Are you juggling multiple credit card payments each month? Are you paying off multiple medical bills in monthly installments? Maybe you’ve run up the balances on three of your favorite department store credit cards, and you’re struggling to keep up with all these payments.
In debt consolidation, you take out a single personal loan with a lender. You then use that loan to pay off the credit card, personal loan, medical, and other debts you owe. You make regular monthly payments, with interest, on your new debt consolidation loan until you pay off what you’ve borrowed.
The benefit is that you swap several monthly payments for one, making it less likely that you’ll forget to make a payment. You might also qualify for a debt consolidation loan with an interest rate that is lower than the rates you were paying on your credit card and personal loan debt. If it is, you might now have a lower monthly payment than you did when making several monthly payments.
A debt consolidation loan can also save you in interest. Maybe you owe money on four credit card accounts with interest rates of 19% or higher. If you qualify for a debt consolidation loan with an interest rate of 10% and use the funds from this loan to pay off your credit card debt, you’ll save a significant amount of money in interest payments by swapping your high credit card interest rates with one 10% rate.
There are challenges, though, with debt consolidation.
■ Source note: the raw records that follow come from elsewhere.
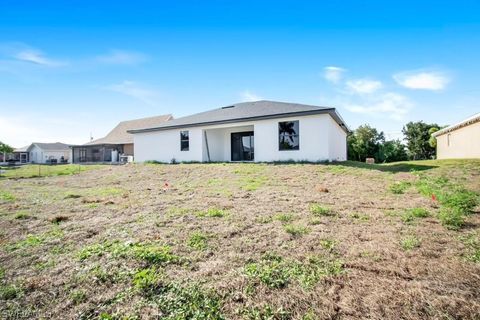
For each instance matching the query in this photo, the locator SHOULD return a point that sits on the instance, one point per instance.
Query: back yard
(243, 241)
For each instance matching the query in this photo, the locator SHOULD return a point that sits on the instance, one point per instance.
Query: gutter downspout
(206, 144)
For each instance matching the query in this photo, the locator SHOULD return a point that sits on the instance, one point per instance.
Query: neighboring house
(39, 152)
(461, 140)
(21, 155)
(117, 145)
(261, 131)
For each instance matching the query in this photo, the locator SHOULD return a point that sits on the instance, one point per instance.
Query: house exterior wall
(128, 149)
(460, 143)
(165, 145)
(38, 155)
(321, 139)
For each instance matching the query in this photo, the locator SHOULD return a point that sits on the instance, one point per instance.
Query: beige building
(459, 141)
(117, 145)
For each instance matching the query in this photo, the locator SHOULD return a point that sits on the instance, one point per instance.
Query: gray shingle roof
(120, 135)
(245, 111)
(54, 146)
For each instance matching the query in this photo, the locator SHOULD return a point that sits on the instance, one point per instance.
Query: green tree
(364, 143)
(417, 134)
(5, 149)
(433, 141)
(392, 150)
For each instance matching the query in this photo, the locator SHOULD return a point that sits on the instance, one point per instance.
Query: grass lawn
(242, 241)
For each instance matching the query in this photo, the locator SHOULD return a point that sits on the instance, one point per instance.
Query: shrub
(198, 240)
(410, 242)
(318, 210)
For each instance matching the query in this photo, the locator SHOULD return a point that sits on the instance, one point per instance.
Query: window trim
(185, 140)
(293, 135)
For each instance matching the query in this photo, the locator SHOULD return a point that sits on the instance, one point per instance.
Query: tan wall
(464, 143)
(128, 149)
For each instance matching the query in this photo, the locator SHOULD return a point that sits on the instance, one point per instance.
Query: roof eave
(330, 111)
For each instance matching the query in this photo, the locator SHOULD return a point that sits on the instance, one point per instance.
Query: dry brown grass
(109, 224)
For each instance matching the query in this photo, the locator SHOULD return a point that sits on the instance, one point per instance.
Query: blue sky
(74, 68)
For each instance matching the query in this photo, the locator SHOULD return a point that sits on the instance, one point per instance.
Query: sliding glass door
(242, 146)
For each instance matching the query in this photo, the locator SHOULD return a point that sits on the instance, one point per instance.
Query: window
(288, 135)
(184, 141)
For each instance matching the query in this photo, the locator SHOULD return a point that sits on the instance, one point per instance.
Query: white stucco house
(260, 131)
(460, 140)
(39, 152)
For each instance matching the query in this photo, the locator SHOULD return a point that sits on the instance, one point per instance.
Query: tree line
(367, 142)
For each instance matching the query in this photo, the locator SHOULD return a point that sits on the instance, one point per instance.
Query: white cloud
(134, 90)
(422, 80)
(122, 57)
(250, 96)
(391, 105)
(333, 74)
(37, 57)
(362, 86)
(21, 130)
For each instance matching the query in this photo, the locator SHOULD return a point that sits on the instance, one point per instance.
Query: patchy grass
(22, 215)
(296, 230)
(472, 244)
(399, 187)
(6, 196)
(284, 217)
(212, 213)
(243, 241)
(452, 218)
(198, 241)
(410, 242)
(276, 272)
(414, 213)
Companies might charge high fees to consolidate your debt. Others might charge interest rates that are as high as the ones attached to the debt you’ve been struggling to pay off. And you might not be able to borrow enough to cover all your high-interest-rate debt.
The key to a successful debt consolidation is to end up with a new loan with a monthly payment that you can comfortably afford. It’s also important to work with a company that provides good service and low fees and interest rates.
How do you find the right debt consolidation provider? Here is our list of the six debt consolidation companies that can relieve you from the hassle of multiple monthly payments.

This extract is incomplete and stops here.